Documents, vêtements, bétail, réserves de céréales, terres agricoles, maisons… tous les biens ont dû être abandonnés. La plupart ont vécu des expériences traumatisantes. « Notre village a été détruit par les djihadistes et nous avons été contraints de nous réfugier à Koro. Tout ce que nous avions leur appartient désormais. Pendant la fuite, le père de mon mari a été assassiné sous nos yeux », raconte une femme. Une autre raconte : « Les terroristes ont attaqué mon village et ont tué 20 hommes et tout notre bétail. Nous, les femmes, avons pu nous enfuir à Koro. »

Aux atrocités s’ajoute la terreur religieuse. « Un jour, les islamistes nous ont conduits dans la brousse et nous ont demandé de dire leurs prières. Nous avons refusé. Ils nous ont donné un délai de trois jours pour quitter le village. » Et à Koro aussi, les églises sont désormais détruites ou fermées, et les services religieux sont interdits.

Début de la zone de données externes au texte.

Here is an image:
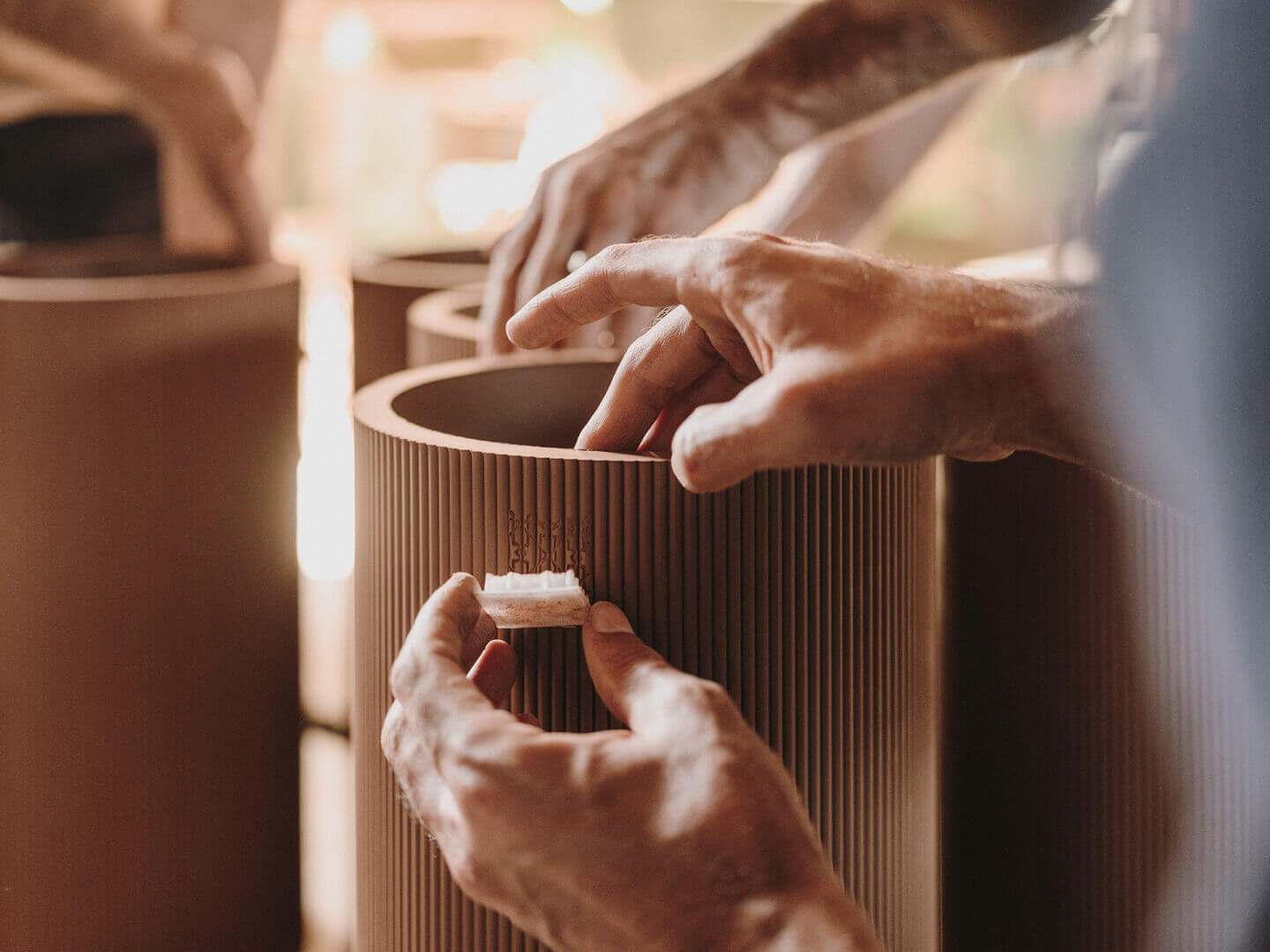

Sous oppression et dépendants des autres
Plusieurs villages aux alentours de la ville de Koro sont contrôlés par les djihadistes, dont Douna-pen, où vivent plus de 4000 chrétiens. Les oppresseurs font la loi jusque dans les coutumes de la communauté villageoise. Les femmes reçoivent l’ordre, sous la menace de coups, de se voiler lorsqu’elles quittent la maison. « Malgré cela, nous refusons », raconte une villageoise. « Comment voulez-vous que nous travaillions et allions chercher du bois avec le voile ? Ce n’est pas possible pour nous. »

Les femmes et les hommes n’ont plus le droit de se trouver au même endroit, et les hommes sont obligés de porter des pantalons qui leur arrivent à la cheville. « Il nous est interdit d’écouter de la musique, de chanter et de jouer des instruments de musique. Nous n’avons plus le droit non plus de célébrer des services religieux ou des fêtes de mariage », se plaint un habitant de la région. Les communications sont également contrôlées : les liaisons téléphoniques sont écoutées et souvent interrompues par les terroristes.

La plupart des terres agricoles ont été arrachées aux paysans, chacun n’a pu en garder qu’une petite partie. De nombreuses familles du village se plaignent de ne pas avoir assez à manger. Elles souffrent également d’un manque aigu d’eau potable.

La distribution de notre nourriture s’est faite en secret. Nos partenaires ont distribué au Mali central un total de 33 tonnes de riz, 33 tonnes de mil, 7 tonnes d’huile et l’équivalent de 15 500 euros. Cette aide, qui a pu être apportée à l’insu des terroristes, apportera un grand soulagement à la population touchée pendant au moins quatre mois. « Elle a renforcé les communautés et a été acceptée avec gratitude », conclut Mathieu.